The work programme has two strands. The first centres on conventional deposits, which comprise all of the REE mines outside China and the majority of active exploration and development projects. The aim is to make a step change in the understanding of the mobility of REE in these natural deposits via mineralogical analysis, experiments and computational simulation. Then, based on this research, the aim is to optimise the most relevant extraction methods. The second strand looks to the future to develop a sustainable new method of REE extraction. The focus will be the ion adsorption deposits, which could be exploited with the lowest environmental impact of any of the main ore types using a well-controlled in-situ leaching operation.

Impact will be immediate through our industry partners engaged in REE exploration and development projects, who will gain improved deposit models and better and more efficient, and therefore more environmentally friendly, extraction techniques. There will be wider benefits for researchers in other international teams and companies as we publish our results. Security of REE supply is a major international issue and the challenges tackled in this research will be relevant to practically all REE deposits. Despite the UK not having world class REE deposits itself, the economy is reliant on REE (e.g. the functional materials and devices industry is worth ~£3 Bn p.a.) and therefore the UK must lead research into the extraction process. Manufacturers who use REE will also benefit from the research by receiving up to date information on prospects for future Nd and HREE supply. This will help plan their longer term product development, as well as shorter term purchasing strategy. Likewise, the results will be useful to inform national and European level policy and to interest, entertain and educate the wider community about the natural characters and importance of the REE.

Potential Impact:
SoS RARE research will have an immediate economic impact by improving the prospects for the security of supply of neodymium (Nd) and the key heavy rare earth elements (HREE). The proposal has engaged six core industry partners involved in the exploration and development of new REE mines who will benefit immediately by introduction of our new exploration models and improved techniques for mineral extraction. Processing of REE raw materials is currently a major bottle neck in the value chain, and development of better methods will have an immediate impact on REE supply concerns. This will make projects more economically viable and environmentally friendly, helping to ensure a more stable supply. The four consultant company partners will gain key expertise and experience in exploration and processing which they will spread out into the wider REE mining and processing industries.

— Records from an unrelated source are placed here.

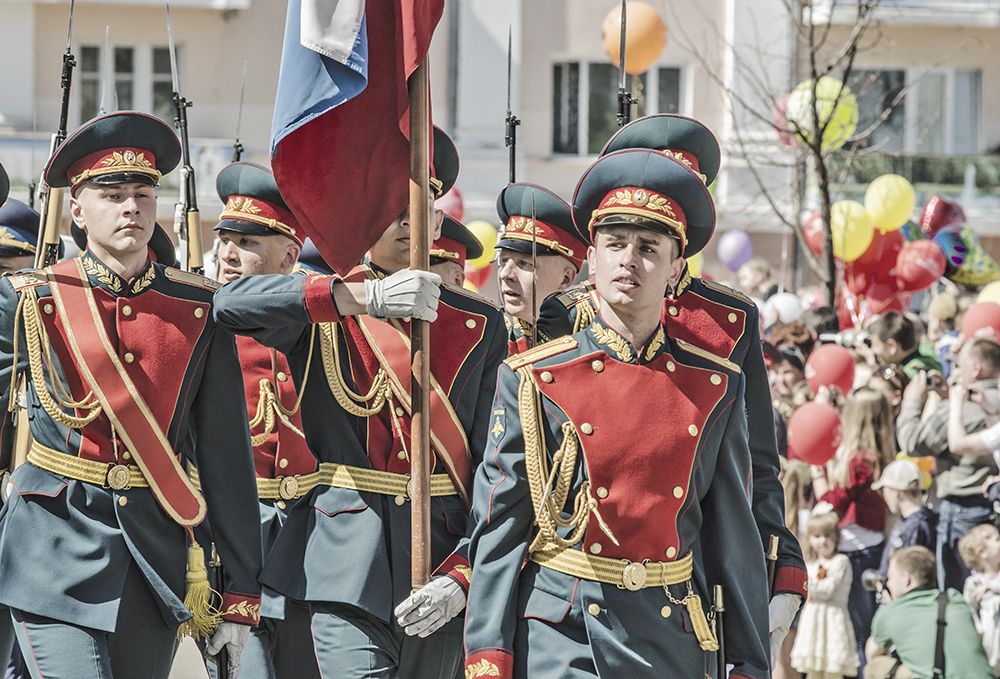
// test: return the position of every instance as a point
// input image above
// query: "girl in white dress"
(825, 647)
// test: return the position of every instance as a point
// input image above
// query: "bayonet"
(510, 138)
(187, 219)
(625, 99)
(237, 146)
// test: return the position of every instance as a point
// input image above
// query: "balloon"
(830, 365)
(452, 204)
(889, 201)
(982, 319)
(814, 432)
(645, 36)
(852, 229)
(840, 121)
(734, 249)
(487, 235)
(919, 265)
(938, 213)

The unstable supply and cost of REE remains a major issue for manufacturers that make up a substantial part of the UK economy. A more secure supply chain will allow these manufacturers to better plan their short and long term product development. The research team will provide information on primary supplies, the likely development of future mines and how the supply chain will develop.

REE supply is a global concern. The project will have a global reach, through the industry partners involved (based in and working in the UK, Greenland, Malawi, Namibia, Spain, Canada and Australia), the core research collaborators in Germany, USA, Canada, Brazil and South Africa and wider international network links to Japan, France, and Madagascar. Diversity of supply is the key. This research proposal will place the UK as a centre in REE expertise and at the forefront of critical metals development.

The critical metals issue is requiring changes in UK Government and European Union policy, including increased support for research ion primary supplies, recycling of existing metal stocks and substitution. The impact of this research on the prospects for low environmental impact extraction of REE, diversity/security of supply and responsible sourcing will be directly relevant to future policy. The 'race' to engineer REE out of new technologies will be unnecessary and many new applications could be explored. Therefore major impact will occur at the policy level as the research guides the decision making in research funding and legislation for REE.

Few people had even heard of 'rare earths' until the issue of China restricting supply reached the news headlines in 2010, yet this family of elements are ubiquitous in digital and green technologies, from the slimmest mobile phones to giant wind turbines. We will exploit the realisation among the general public of the importance of REE towards their modern high technology life-style and demonstrate the importance of REE chemistry and geology. The REE are extremely interesting and ideal for creative and educational outputs to entertain and inform wider non-technical audiences. Encouraging the public, including school students, to learn more about REE in nature is a key part of our outreach programme.